France is not the only country that encounters this dilemma. In the Internet world, the Earth is becoming more like a village than a combination of political entities, creating a gray area between these entities. Different regions worldwide still function with their own facilities, including courts up to supreme courts, which now function like local courts as laws worldwide, including the American First Amendment, become merely local ordinances, with a global ordinance still absent (Ammori 2263; Ammori 2278). Even before the digital era, the absence of a binding CERD or ICCPR to all its participating states also brought tragic consequences to society. Rwanda, as a participating country in both treaties, stopped submitting state reports to monitoring bodies before its 1994 genocide. The treaty bodies failed to deal with the unusuality with special measures specified in the treaty, even with clear signs that hate speech was a significant concern within Rwandan land. Hate propaganda through the media played an important role in the genocide, and between 500,000 and 800,000 people were killed (Viljoen 1–2). The global nature of the Internet poses legal and enforcement challenges to combating hate speech, which needs to be reached by promoting international cooperation, a concept that lacked implementation before the millennium but becomes increasingly important, potentially sorting out the current backward definition of Internet sovereignty.

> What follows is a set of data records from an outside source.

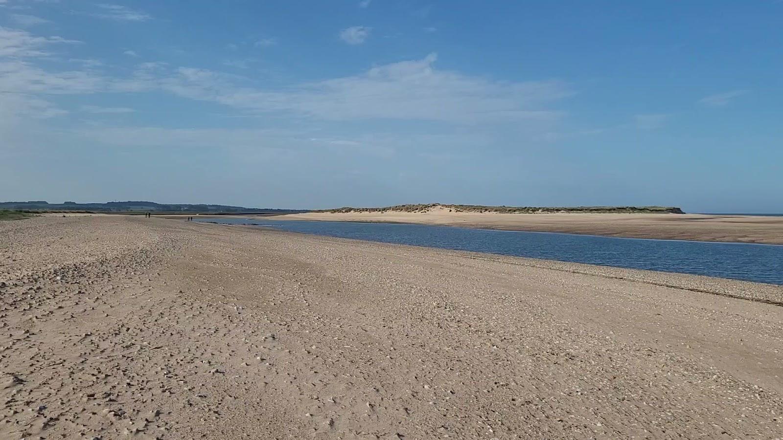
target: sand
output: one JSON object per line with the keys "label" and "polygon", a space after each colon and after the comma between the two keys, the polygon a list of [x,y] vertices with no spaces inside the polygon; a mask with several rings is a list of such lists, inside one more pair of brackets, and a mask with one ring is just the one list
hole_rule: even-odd
{"label": "sand", "polygon": [[0,293],[0,438],[783,436],[780,287],[106,216]]}
{"label": "sand", "polygon": [[390,222],[567,233],[633,238],[783,244],[783,217],[701,214],[497,214],[449,212],[308,212],[275,220]]}

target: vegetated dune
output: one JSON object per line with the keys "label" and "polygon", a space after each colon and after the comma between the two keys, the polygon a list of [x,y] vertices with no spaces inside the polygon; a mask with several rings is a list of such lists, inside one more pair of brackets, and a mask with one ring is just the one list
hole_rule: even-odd
{"label": "vegetated dune", "polygon": [[[525,211],[528,209],[559,211]],[[630,238],[783,244],[783,217],[673,214],[676,211],[680,211],[679,208],[519,208],[435,204],[340,208],[272,218],[419,223]]]}
{"label": "vegetated dune", "polygon": [[662,206],[588,206],[588,207],[512,207],[482,206],[471,204],[414,204],[388,206],[384,207],[340,207],[317,210],[312,212],[354,213],[354,212],[417,212],[427,213],[448,210],[449,212],[479,212],[496,214],[536,214],[542,212],[596,212],[596,213],[645,213],[645,214],[684,214],[676,207]]}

In conclusion, although society continues to adapt in response to social changes and advancements, as it has whenever public expression has amplified historically, the introduction of the Internet as the center of expression challenges the pace of regulation framework reformation. The unprecedented technological advancement that took place decades ago has shown a revolutionary nature compared to other social advancements that influence public expression, such as compulsory education, reflecting the considerable obsolescence in the need to regulate hate speech according to the current approach. With hate speech on cyberspace keeps posing a threat to the general public, especially members of vulnerable groups, who may experience a loss of speech rights or even violence, measures including legislating specially targeted online speeches, improved government regulation on platform policies and speechmakers, and enhanced international cooperation within existing international law can improve their situation. Regulating hate speech does not aim at reducing freedom of expression but, on the contrary, improves the rights and freedom of each member of society. As Thomas Jefferson famously said, “Rightful liberty is unobstructed action according to our will within limits drawn around us by the equal rights of others,” freedom is not absolute.